Why recruiters ask this

The interviewer is using this behavioral question during the hiring manager interview to test whether the candidate understands behavioral health therapy, can explain decisions clearly, and can connect actions to clinical judgment, client safety, documentation, rapport, and ethical practice. They are evaluating judgment, role depth, communication with clients, supervisors, care teams, schools, and referral partners, and whether the answer includes specific evidence instead of generic claims.

How to structure your answer

STAR-L

Use STAR-L: situation, task, action, result, learning. Be accountable, avoid blaming others, and close with the process improvement you now use. For a Licensed Professional Counselor answer, include CBT, DBT-informed skills, the relevant stakeholders, and a result tied to clinical judgment, client safety, documentation, rapport, and ethical practice.

Example answer

Earlier in my career, I moved too quickly on a behavioral health therapy decision before confirming every stakeholder dependency. The work itself was sound, but the rollout created avoidable confusion because one group did not have enough context. I owned the issue, reset expectations, documented the decision path, and brought the right people back into the review. Since then, I use a short readiness check before major handoffs: owner, risk, timeline, communication plan, and success measure. That habit has made my later work stronger, including at ClearPath Behavioral Health, where I maintained caseload of 32 clients by delivering weekly therapy, treatment plan reviews, risk assessments, and coordinated referrals.

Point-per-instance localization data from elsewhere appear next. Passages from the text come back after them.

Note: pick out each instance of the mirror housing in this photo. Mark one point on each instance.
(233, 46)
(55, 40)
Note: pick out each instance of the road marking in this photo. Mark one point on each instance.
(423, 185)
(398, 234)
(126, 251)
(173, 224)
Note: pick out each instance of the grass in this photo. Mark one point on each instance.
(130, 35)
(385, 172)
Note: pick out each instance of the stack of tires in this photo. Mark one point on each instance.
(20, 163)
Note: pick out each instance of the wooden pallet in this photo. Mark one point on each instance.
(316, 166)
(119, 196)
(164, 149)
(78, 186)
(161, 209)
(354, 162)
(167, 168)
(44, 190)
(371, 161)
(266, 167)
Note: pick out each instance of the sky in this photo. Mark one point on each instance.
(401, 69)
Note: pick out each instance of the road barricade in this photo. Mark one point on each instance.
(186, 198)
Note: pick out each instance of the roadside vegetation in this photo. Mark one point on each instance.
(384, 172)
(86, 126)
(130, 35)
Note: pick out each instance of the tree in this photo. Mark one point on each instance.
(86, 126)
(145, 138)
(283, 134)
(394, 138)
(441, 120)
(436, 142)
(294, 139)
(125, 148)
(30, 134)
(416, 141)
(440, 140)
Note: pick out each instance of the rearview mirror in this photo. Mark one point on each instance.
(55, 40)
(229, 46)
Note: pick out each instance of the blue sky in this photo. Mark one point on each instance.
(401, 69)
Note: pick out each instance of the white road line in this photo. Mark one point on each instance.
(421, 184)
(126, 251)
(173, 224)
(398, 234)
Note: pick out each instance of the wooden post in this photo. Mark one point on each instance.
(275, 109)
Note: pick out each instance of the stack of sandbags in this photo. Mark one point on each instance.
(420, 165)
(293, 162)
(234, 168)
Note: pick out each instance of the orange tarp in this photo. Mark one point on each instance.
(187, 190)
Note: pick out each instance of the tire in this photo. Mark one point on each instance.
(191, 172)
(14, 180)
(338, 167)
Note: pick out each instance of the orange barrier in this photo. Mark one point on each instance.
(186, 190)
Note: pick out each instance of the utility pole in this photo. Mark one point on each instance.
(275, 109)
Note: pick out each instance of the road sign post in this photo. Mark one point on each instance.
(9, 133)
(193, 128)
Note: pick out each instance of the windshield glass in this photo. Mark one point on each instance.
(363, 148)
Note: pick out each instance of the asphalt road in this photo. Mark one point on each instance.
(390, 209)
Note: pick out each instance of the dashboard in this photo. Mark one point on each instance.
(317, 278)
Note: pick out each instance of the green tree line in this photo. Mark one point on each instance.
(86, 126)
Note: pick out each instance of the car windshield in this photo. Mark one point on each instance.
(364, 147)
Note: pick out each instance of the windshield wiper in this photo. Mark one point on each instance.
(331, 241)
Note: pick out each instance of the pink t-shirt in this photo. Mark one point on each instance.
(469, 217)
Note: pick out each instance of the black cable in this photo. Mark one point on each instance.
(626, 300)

Follow-up questions to prepare for

What tradeoff did you make, and how did it affect clinical judgment, client safety, documentation, rapport, and ethical practice?

This checks whether the candidate can reason beyond the headline result and explain practical decision-making.

Who was involved, and how did you keep clients, supervisors, care teams, schools, and referral partners aligned?

This tests collaboration, communication cadence, and stakeholder management in the real working environment.

What would you do differently if you faced the same behavioral health therapy situation again?

This reveals learning ability, maturity, and whether the candidate can improve their own process.